1996-2007 : Opération «Aramis» au Cameroun, soutien de l'armée camerounaise en lutte contre le Nigeria pour le contrôle de la presqu'île pétrolière de Bakassi.

1997 : Opération «Pélican» au Congo-Brazzaville pour évacuer les ressortissants étrangers durant la guerre civile.

1998 : Opération «Malachite», évacuation des ressortissants français de Kinshasa.

2002 : Début de l'opération «Licorne», force de maintien de la paix, en Côte d'Ivoire suite à une rébellion qui menace le pouvoir du président Laurent Gbagbo. Cette intervention précède les accords de Marcoussis entre les forces politiques ivoiriennes, en janvier 2003.

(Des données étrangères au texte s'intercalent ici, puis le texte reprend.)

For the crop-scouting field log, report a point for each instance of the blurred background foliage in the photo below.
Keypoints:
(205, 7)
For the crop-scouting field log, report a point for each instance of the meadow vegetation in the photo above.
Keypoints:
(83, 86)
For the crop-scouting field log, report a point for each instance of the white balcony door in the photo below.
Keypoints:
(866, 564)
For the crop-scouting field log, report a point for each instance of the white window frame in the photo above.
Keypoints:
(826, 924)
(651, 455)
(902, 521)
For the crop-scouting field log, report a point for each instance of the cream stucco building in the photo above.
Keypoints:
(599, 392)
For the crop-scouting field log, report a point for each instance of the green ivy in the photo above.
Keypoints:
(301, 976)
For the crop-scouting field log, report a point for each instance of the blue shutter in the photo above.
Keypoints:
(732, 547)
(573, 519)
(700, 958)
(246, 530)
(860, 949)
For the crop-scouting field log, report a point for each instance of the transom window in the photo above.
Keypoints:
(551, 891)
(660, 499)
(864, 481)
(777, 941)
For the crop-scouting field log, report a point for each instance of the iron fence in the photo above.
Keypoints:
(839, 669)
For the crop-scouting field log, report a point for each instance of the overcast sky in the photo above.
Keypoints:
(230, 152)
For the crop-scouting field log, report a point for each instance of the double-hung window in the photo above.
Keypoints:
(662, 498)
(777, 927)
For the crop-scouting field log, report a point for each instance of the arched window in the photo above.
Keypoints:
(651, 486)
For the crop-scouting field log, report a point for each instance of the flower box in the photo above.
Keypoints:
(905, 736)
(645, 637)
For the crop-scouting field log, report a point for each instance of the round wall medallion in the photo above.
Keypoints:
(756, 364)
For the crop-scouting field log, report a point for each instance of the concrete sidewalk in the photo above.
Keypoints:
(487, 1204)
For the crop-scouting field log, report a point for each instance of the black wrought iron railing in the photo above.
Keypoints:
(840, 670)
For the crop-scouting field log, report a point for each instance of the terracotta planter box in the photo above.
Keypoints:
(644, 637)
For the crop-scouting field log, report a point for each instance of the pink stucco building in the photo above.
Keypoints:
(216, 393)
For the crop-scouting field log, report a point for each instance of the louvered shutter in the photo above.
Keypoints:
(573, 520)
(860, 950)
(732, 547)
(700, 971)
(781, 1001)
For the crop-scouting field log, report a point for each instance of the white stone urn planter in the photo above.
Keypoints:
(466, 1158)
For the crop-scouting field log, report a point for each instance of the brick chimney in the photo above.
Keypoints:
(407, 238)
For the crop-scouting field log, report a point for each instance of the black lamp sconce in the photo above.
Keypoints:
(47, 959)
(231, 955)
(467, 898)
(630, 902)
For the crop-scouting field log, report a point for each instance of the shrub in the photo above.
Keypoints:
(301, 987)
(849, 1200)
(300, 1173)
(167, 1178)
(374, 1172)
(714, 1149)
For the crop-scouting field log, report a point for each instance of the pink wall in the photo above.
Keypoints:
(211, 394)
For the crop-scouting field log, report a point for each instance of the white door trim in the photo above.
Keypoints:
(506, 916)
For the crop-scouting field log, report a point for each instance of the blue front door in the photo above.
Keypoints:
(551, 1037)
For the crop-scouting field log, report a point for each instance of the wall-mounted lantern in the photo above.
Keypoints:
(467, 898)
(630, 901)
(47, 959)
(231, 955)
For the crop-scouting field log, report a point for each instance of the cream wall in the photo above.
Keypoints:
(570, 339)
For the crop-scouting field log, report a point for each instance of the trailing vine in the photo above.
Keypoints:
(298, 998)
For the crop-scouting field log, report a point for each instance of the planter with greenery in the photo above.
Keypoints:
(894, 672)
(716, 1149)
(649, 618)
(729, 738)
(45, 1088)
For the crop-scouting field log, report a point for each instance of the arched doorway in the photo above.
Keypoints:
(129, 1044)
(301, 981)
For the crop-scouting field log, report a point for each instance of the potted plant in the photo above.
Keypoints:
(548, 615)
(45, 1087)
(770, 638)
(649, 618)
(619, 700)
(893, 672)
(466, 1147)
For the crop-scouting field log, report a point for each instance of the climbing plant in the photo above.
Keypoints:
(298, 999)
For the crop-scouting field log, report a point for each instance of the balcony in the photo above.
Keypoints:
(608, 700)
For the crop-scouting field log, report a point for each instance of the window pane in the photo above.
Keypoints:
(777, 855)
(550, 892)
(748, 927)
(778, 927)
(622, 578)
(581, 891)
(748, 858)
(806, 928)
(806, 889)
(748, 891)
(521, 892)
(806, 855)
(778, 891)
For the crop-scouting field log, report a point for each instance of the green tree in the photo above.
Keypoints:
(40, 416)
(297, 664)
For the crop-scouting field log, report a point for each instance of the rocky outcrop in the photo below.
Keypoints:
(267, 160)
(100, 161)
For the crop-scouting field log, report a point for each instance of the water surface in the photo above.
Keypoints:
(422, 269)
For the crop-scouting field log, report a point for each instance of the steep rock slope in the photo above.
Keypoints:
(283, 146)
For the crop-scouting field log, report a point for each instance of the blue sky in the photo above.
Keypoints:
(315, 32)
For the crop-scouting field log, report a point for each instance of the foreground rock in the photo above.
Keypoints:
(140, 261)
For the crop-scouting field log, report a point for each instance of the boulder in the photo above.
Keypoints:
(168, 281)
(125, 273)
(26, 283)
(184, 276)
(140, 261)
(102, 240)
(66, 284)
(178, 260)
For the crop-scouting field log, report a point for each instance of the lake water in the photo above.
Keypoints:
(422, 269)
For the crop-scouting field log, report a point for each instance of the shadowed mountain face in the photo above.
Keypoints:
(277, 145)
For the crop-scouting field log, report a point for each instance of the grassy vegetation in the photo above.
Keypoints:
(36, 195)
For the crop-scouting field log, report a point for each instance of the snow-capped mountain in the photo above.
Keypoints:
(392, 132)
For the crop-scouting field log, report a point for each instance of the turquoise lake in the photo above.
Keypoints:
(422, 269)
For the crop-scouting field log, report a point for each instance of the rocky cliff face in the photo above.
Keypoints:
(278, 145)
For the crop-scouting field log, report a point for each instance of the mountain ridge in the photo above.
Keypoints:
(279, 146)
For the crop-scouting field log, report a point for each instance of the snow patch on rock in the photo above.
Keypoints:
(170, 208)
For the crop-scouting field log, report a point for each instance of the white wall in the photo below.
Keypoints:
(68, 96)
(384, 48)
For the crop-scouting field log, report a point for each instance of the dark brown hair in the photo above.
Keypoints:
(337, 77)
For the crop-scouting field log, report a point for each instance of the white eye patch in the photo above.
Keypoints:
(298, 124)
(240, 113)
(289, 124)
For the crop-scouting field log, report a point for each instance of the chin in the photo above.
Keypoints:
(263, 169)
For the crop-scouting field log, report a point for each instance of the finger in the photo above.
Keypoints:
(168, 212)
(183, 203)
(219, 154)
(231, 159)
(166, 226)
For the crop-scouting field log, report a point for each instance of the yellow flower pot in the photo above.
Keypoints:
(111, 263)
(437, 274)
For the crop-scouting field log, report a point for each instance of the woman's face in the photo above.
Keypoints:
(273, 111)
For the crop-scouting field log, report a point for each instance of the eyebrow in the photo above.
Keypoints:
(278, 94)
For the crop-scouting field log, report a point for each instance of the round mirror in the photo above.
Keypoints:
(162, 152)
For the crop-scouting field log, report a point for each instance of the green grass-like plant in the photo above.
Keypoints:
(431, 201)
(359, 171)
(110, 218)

2003 : Opération européenne «Artemis» dans l'est de la RDC.

2004 : Destruction des aéronefs de l'armée ivoirienne après le bombardement de Bouaké dans lequel 9 soldats de la force Licorne vont trouver la mort et 35 autres sont blessés. Evacuation des ressortissants français.

2006 : Soutien à l'armée tchadienne face aux rebelles (dispositif Épervier). L'aviation française effectue un tir de semonce devant une colonne rebelle à 250 km de Ndjamena.

2008 : Protection de l'aéroport de Ndjamena et évacuation des ressortissants français au Tchad.

2008 : opération européenne Eufor Tchad-RCA, dissoute en 2009

2008 : Soutien logistique à l'armée djiboutienne à la frontière érythréenne.

2008 : Début de l'opération européenne de lutte contre la piraterie «Atalante» dans le golfe d'Aden.

2011 : en Libye les avions français sont les premiers à bombarder les forces de Mouammar Kadhafi en mars, après le vote de l'Organisation des Nations unies qui autorise l'intervention en Libye pour protéger les civils pris au piège dans une rébellion contre Kadhafi. L'OTAN a pris le commandement de la mission globale le 31 mars, qui a permis aux rebelles libyens de vaincre les forces du gouvernement et de prendre le pouvoir.

2011 : Côte-d'Ivoire, les forces françaises font pencher la balance aux côtés des forces de l'ONU lors de la guerre civile qui a éclaté après le refus de Laurent Gbagbo de démissionner et d'accepter la victoire électorale d'Alassane Ouattara comme président.

Certaines de ces interventions ont été fortement contestées dans leurs objectifs, leurs modalités ou leurs conséquences.

Des opérations relevaient assurément de la protection de nos concitoyens, d'autres se sont soldées par des coups de forces soit pour défendre les pouvoirs en place, soit pour en changer les titulaires. La France a longtemps fait l'histoire, fait et défait des chefs d'État, pour le bonheur et parfois pour le malheur des populations. Cette histoire écrite en collaboration par des historiens français et africains devra progressivement en donner une vision objective, sa part de lumière et d'ombre.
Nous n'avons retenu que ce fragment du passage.